The exact Tur\'an number of generalized book graph $B_{r,k}$ in non-$r$-partite graphs

TL;DR

This paper determines the exact maximum number of edges in large non-$r$-partite graphs that are free of a generalized book graph $B_{r,k}$, extending extremal graph theory results for color-critical graphs.

Contribution

The paper provides the exact Turán number for the generalized book graph $B_{r,k}$ in non-$r$-partite graphs and characterizes all extremal graphs for large $n$.

Findings

Exact value of $ ext{ex}_{r+1}(n,B_{r,k})$ is established.

All extremal graphs for the problem are characterized.

Results extend extremal graph theory for color-critical graphs.

Abstract

Given a graph $H,$ we say that a graph is \textit{$H$-free} if it does not contain $H$ as a subgraph.

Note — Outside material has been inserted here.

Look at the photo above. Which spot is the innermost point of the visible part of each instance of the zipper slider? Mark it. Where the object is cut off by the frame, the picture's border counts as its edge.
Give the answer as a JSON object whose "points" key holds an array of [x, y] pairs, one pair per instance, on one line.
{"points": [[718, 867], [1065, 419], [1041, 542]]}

The Tur\'an number $\ex(n,H)$ of $H$ is the maximum number of edges in an $n$-vertex $H$-free graph, the set of all the corresponding extremal graphs is denoted by $\Ex(n, H)$. The study of Tur\'an number of graphs is a central topic in extremal graph theory. A graph is \textit{color-critical} if it contains an edge whose deletion reduces its chromatic number. Simonovits showed that if $H$ is a color-critical graph of chromatic number $r+1,$ then for sufficiently large $n,$ $\Ex(n, H)=\{T_r(n)\},$ the $r$-partite Tur\'an graph of order $n.$ Given a color-critical graph $H$ with chromatic number $r+1,$ it is interesting to determine $H$-free non-$r$-partite graphs with maximum number of edges. For a graph $H$ with chromatic number $r+1,$ denote $\ex_{r+1}(n,H)$ the maximum number of edges in non-$r$-partite $H$-free graphs of order $n,$ the set of all non-$r$-partite $H$-free graphs of order $n$ and size $\ex_{r+1}(n,H)$ is denoted by $\Ex_{r+1}(n, H)$. For $r\geq 3,\,k\geq1,$ the generalized book graph \({B}_{r,k}\) is a graph obtained by joining every vertex of $K_r$ to every vertex of an independent set of size \(k\). Note that \({B}_{r,k}\) is a color-critical graph of chromatic number $r+1.$ In this paper, based on the stability theory and local structure characterization, the exact value of $\ex_{r+1}(n,B_{r,k})$ is determined and all the corresponding extremal graphs are identified, where $r\geq 3,\,k\geq1$ and $n$ is sufficiently large.